All this points to the fact that women above all are in desperate need of universal health care, which allows free abortion on demand, extensive paid family leave, and maternity care geared towards the well-being of the patients and not towards profits for the medical care industry and insurance companies.

Fighting for equality

Millions of women have successfully fought for the right to vote, the right to abortions and better working conditions. We have played critical roles in the struggle for liberation in Latin America, Africa, Asia, the Caribbean, and the entire world.

Women have played an integral part in every struggle for progress, including civil rights, labor rights, immigrant rights, and against imperialist war. In the face of the constant threats and harassment against the LGBT community, women have stood up for their right to live and love freely. Women worldwide have shown that we can and will be leaders and organizers.

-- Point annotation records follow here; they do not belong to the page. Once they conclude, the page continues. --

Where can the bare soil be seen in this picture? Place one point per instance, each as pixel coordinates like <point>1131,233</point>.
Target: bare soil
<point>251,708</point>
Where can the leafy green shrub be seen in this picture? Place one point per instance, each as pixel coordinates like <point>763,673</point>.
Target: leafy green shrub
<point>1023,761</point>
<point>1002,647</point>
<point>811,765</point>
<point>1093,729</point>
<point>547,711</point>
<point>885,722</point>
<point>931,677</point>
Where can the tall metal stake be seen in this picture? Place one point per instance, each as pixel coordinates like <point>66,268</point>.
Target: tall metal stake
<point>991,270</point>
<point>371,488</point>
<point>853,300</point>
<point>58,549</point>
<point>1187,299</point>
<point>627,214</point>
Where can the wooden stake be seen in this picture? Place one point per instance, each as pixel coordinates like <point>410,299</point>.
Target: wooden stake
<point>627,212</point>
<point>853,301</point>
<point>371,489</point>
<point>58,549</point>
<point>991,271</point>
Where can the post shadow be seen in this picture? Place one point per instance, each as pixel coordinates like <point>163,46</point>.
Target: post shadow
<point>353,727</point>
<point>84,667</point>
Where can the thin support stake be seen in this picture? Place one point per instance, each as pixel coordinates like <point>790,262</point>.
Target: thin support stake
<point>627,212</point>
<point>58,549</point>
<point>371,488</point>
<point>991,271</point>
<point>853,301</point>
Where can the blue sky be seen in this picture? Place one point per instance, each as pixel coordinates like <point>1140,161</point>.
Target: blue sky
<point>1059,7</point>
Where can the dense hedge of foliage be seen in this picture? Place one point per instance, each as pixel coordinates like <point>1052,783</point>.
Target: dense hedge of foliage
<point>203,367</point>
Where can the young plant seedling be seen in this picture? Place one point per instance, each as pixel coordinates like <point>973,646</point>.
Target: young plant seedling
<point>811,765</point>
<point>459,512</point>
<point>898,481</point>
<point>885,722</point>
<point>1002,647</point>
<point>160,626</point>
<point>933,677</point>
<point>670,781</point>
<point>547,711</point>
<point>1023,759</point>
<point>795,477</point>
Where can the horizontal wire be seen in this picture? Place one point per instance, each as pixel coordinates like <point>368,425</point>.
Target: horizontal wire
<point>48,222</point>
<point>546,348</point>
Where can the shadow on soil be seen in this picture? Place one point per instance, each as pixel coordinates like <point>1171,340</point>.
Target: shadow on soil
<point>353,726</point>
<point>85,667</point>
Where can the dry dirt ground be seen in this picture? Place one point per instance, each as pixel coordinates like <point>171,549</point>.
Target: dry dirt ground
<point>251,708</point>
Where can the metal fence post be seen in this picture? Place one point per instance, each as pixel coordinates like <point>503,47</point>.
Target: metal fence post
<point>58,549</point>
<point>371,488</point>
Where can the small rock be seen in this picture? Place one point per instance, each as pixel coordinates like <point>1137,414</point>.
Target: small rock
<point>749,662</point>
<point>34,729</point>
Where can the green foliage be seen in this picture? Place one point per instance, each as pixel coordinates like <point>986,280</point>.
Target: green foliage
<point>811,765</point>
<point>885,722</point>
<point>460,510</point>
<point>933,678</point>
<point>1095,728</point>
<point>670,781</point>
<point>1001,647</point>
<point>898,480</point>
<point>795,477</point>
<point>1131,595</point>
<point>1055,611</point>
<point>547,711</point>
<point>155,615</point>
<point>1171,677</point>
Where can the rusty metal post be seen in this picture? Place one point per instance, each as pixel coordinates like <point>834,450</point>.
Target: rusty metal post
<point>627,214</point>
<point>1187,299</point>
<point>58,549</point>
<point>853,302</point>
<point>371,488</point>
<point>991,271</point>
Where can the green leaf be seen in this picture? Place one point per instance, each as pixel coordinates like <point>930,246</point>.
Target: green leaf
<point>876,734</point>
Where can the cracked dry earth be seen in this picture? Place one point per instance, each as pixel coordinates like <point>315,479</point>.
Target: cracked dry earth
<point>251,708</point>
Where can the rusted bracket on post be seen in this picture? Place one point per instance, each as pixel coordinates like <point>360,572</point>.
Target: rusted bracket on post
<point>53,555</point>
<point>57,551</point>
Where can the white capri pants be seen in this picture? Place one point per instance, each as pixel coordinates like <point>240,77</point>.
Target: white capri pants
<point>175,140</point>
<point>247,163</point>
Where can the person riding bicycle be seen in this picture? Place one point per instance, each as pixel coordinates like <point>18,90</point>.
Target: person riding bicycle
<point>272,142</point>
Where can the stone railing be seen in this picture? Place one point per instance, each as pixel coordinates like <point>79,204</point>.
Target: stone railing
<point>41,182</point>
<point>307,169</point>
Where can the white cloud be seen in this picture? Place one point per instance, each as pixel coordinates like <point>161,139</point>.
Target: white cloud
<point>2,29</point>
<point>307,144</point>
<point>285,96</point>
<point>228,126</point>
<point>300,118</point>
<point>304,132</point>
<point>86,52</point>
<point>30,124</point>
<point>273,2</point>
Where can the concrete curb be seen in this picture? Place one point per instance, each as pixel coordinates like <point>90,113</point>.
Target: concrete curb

But we can find no real equality under the capitalist system, which is rooted in exploitation, squeezing workers for every last cent of profit, while dividing us on the basis of gender, nationality and sexual orientation. The system of patriarchy, which has existed for thousands of years, cannot be effectively dismantled within the confines of such a system.

Working-class women face problems and forms of oppression that working-class men do not. But our liberation requires the overthrow of the social system, and thus requires unity with working-class men who will join with us as equals in our common struggle.

That is the true legacy of International Women’s Day: the fight for women’s liberation and the fight for socialism!